The idea behind NOT supporting this statement by Percona, according to comments I've got in  PS-5114, is to rely on tables in the information_schema. That's what we have in the related tables, rocksdb_locks, rocksdb_trx and rocksdb_deadlock after deadlock above was detected:
MariaDB [test]> select * from information_schema.rocksdb_deadlock;
+-------------+------------+----------------+---------+------------------+-----------+------------+------------+-------------+
| DEADLOCK_ID | TIMESTAMP  | TRANSACTION_ID | CF_NAME | WAITING_KEY      | LOCK_TYPE | INDEX_NAME | TABLE_NAME | ROLLED_BACK |
+-------------+------------+----------------+---------+------------------+-----------+------------+------------+-------------+
|           0 | 1545481878 |              6 | default | 0000010080000002 | EXCLUSIVE | PRIMARY    | test.t1    |           0 |
|           0 | 1545481878 |              7 | default | 0000010080000001 | EXCLUSIVE | PRIMARY    | test.t1    |           1 |
+-------------+------------+----------------+---------+------------------+-----------+------------+------------+-------------+
2 rows in set (0,078 sec)

MariaDB [test]> select * from information_schema.rocksdb_trx;
+----------------+---------+------+-------------+------------+-------------+-------------+--------------------------+----------------+--------------+-----------+------------------------+----------------------+-----------+-------+
| TRANSACTION_ID | STATE   | NAME | WRITE_COUNT | LOCK_COUNT | TIMEOUT_SEC | WAITING_KEY | WAITING_COLUMN_FAMILY_ID | IS_REPLICATION | SKIP_TRX_API | READ_ONLY | HAS_DEADLOCK_DETECTION | NUM_ONGOING_BULKLOAD | THREAD_ID | QUERY |
+----------------+---------+------+-------------+------------+-------------+-------------+--------------------------+----------------+--------------+-----------+------------------------+----------------------+-----------+-------+
|              6 | STARTED |      |           0 |          2 |          50 |             |                        0 |              0 |            0 |         0 |                      1 |                    0 |        11 |       |
+----------------+---------+------+-------------+------------+-------------+-------------+--------------------------+----------------+--------------+-----------+------------------------+----------------------+-----------+-------+
1 row in set (0,001 sec)

MariaDB [test]> select * from information_schema.rocksdb_locks;
+------------------+----------------+------------------+------+
| COLUMN_FAMILY_ID | TRANSACTION_ID | KEY              | MODE |
+------------------+----------------+------------------+------+
|                0 |              6 | 0000010080000002 | X    |
|                0 |              6 | 0000010080000001 | X    |
+------------------+----------------+------------------+------+
2 rows in set (0,025 sec)
I was not able to find any really good documentation about these tables (I checked here, there and more), especially rocksdb_deadlock that is totally undocumented, so let me try to speculate and explain my ideas on how they are supposed to work and be used together.
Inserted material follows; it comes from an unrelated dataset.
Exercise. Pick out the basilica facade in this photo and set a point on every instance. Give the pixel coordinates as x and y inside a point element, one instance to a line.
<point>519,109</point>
Information about up to rocksdb_max_latest_deadlocks is stored in the rocksdb_deadlock table, each deadlock is identified by deadlock_id and in case of MariaDB you can find out when it happened using the timestamp column that is a UNIX timestamp:
MariaDB [test]> select distinct deadlock_id, from_unixtime(timestamp) from information_schema.rocksdb_deadlock;+-------------+--------------------------+
| deadlock_id | from_unixtime(timestamp) |
+-------------+--------------------------+
|           0 | 2018-12-22 14:31:18      |
+-------------+--------------------------+
1 row in set (0,137 sec)

For each deadlock you have a row per lock wait for each transaction involved, identified by transaction_id. You can see for what key value (waited_key) in that index (index_name) of what table (table_name) the transaction was waited. Victim (transaction that was rolled back to prevent deadlock) of deadlock detection is identified by the value 1 in the rolled_back column. This is all the information that persists for any notable time, and I don't like it that much, as we can not see what lock(s) transactions had at the moment. We can guess conflicting lock based on what was the waiting_key, but I'd prefer InnoDB way of showing this clearly with all the details.
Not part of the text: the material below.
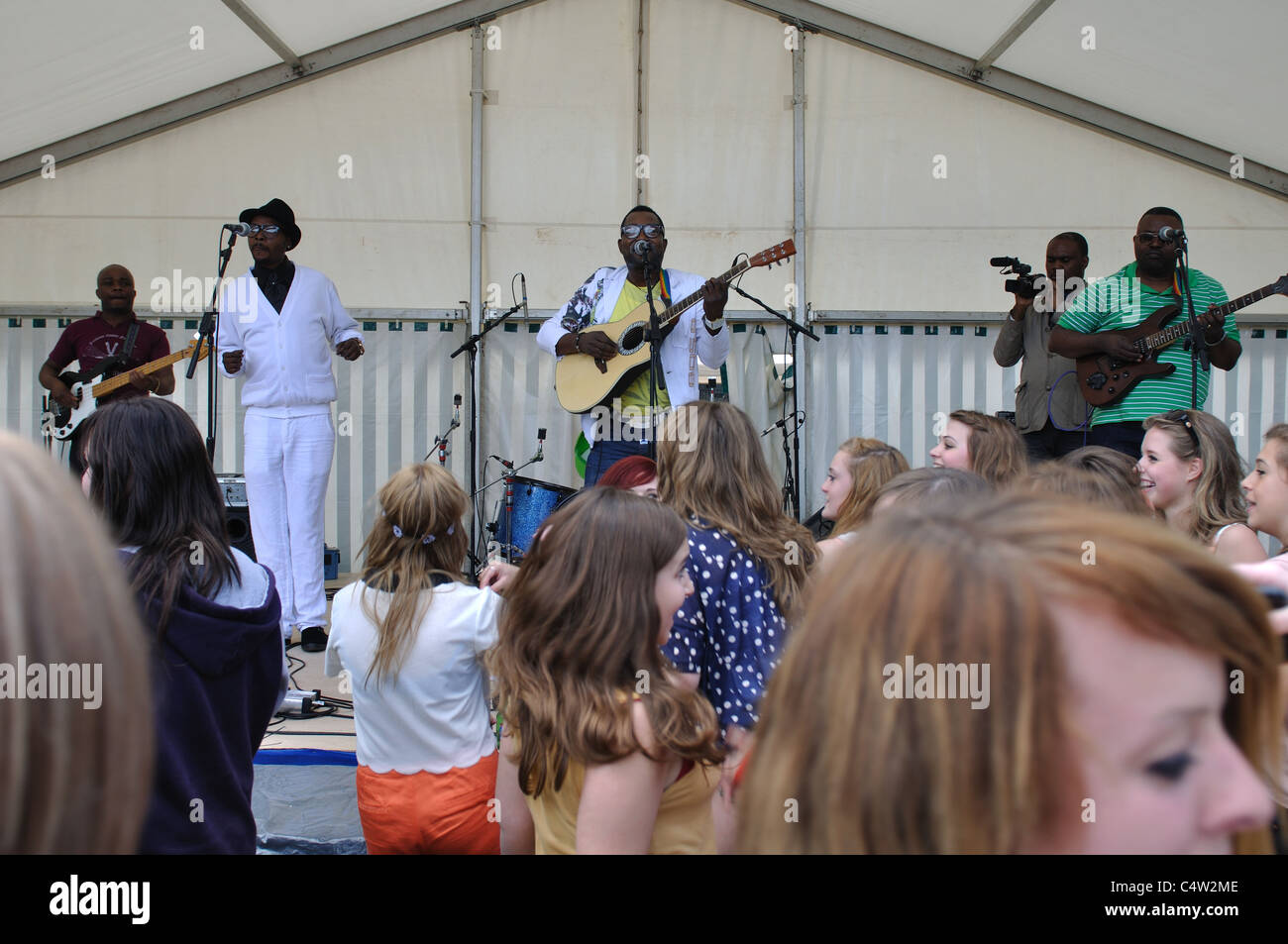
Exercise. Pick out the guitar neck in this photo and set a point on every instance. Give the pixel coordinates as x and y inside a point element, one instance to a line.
<point>688,301</point>
<point>1183,330</point>
<point>120,380</point>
If you hurry up and query the rocksdb_trx table fast enough, you can get more details about those transaction(s) involved in deadlock that are NOT rolled back (and not yet committed). Join by the transaction_id column, obviously, to get the details up to current running query and processlist connection id (rocksdb_trx.thread_id column) involved. 
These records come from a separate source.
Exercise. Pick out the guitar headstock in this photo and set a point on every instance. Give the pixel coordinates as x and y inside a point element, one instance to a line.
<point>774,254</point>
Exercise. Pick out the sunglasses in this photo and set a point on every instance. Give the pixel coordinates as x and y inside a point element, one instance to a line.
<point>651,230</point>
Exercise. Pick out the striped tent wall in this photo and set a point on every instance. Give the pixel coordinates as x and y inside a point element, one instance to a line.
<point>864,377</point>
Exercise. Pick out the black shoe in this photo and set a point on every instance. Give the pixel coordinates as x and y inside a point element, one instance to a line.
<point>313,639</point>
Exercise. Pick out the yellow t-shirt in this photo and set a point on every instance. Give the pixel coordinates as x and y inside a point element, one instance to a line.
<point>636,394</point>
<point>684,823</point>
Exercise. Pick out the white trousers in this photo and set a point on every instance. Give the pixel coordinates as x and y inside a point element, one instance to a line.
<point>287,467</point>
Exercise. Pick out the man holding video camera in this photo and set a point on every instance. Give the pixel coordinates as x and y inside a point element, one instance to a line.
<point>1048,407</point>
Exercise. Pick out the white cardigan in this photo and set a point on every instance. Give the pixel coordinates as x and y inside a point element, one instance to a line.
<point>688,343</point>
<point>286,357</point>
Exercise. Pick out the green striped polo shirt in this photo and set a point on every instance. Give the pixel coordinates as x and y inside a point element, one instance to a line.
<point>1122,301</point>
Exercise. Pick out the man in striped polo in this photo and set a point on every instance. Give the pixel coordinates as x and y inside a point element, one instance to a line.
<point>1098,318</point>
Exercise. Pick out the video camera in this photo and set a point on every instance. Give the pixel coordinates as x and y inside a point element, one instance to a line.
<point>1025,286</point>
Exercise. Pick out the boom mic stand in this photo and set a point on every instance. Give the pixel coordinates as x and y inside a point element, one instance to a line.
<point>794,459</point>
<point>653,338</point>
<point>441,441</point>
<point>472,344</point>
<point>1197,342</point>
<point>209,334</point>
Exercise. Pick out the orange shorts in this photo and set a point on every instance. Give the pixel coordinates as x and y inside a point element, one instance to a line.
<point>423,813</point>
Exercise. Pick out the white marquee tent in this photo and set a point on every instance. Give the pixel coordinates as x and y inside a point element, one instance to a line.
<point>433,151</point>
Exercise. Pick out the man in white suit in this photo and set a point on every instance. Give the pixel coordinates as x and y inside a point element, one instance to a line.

If you hurry up to query rocksdb_locks table also by the transaction_id of still active transaction, you can get a list of locks it holds and then guess which one was a blocking lock. If you are not fast enough and transaction is gone you have just to assume there was some blocking lock. One day gap locks may be added, and some lock would become not good enough guess.

I miss these rocks at Beaulieu-sur-Mer. MyRocks in all implementations but Facebook's, misses one useful way to get the details about deadlock(s) that happened in the past.

To summarize, while storing information about configurable number of last deadlocks in the table seems to be a good idea, in case of ROCKSDB in both Percona and MariaDB servers (as soon as all transactions involved in deadlock are completed one way or the other) we miss some details (like thread ids for sessions involved, exact locks that each transaction held etc) comparing to the text output provided by the original upstream statement (and SHOW ENGINE INNODB STATUS\G, surely). Even if we are lucky to query all tables in time, we still probably miss lock waits table (like innodb_lock_waits) and any built in way to store information in the error log about deadlocks that happened (and all locks involved). 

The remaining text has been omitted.